The new agenda was released at the Tokyo International Conference on African Development to the UN Secretary General, Ban Ki-moon. The new agenda outlines the High-Panels recommendations to eradicate extreme poverty by 2030 and to complete the promise of sustainable development. Secretary Ban believes the Tokyo Conference should galvanize action to help live up to our pledge to end poverty, educate children, empower women, and provide health services to all.
An examination of the report showed that the panel had a clear sense of respect for the 2015 Millennium Development Goals, showcasing the accomplishments and progress the MGDs have been able to make. Improvements range from poverty reduction, lowered child mortality rates, malaria improvements and more. The panel believes that in order to complete the original goals, updated goals and targets are a must.
The new agenda follows closely in spirit with the old MGDs, focusing on poverty, hunger, water, sanitation, education, and healthcare. The High-Panel criticized the MGDs for their lack of focus on reaching the worlds poorest and more excluded, vulnerable people, and aims to improve on that. The panel also believes the MGDs largely ignored the effects of violence and conflict on development, and would like to see improvements in that area as well.
Additionally, the panel would like the new goals to discuss the importance of good governance, rule of law, free speech, and open and accountable governments. The High-Panel severely criticized the MGDs lack of integration of social, economic and environmental sustainable development strategies. They believe the lack of this integration did not allow for the environment and development to be properly brought together.
The focus of the new goals and agenda rests on five key shifts including: a move from reducing to ending extreme poverty, placing sustainable development at the core of the development agenda, transforming economies to drive inclusive growth, building accountable institutions, and forging a new global partnership based on cooperation, equity and human rights.

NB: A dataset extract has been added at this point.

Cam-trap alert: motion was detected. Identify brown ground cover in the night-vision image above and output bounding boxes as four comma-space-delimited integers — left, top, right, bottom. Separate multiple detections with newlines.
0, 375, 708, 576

The new agenda will be applicable to the Global North and South alike, also taking into account survey responses from Africans, and national consultations from more than 90 countries.
Ban has expressed his desire for African nations to become more integrated in the global economy. He would like to see more responsible foreign investment, which would lead to more potential for African countries, providing them access to more markets around the world, increasing their growth potential.
In their report, the panel focused on the best practices to address problems including maternal health, food security, sexual violence, and barriers to women’s economic, legal and political empowerment. The new agenda seeks to make women a more fundamental and important part of the development process. Women have emerged at the forefront of global development and the high-panel, and new agenda is working to utilize and empower women to achieve their goals of eradicating extreme poverty by 2030.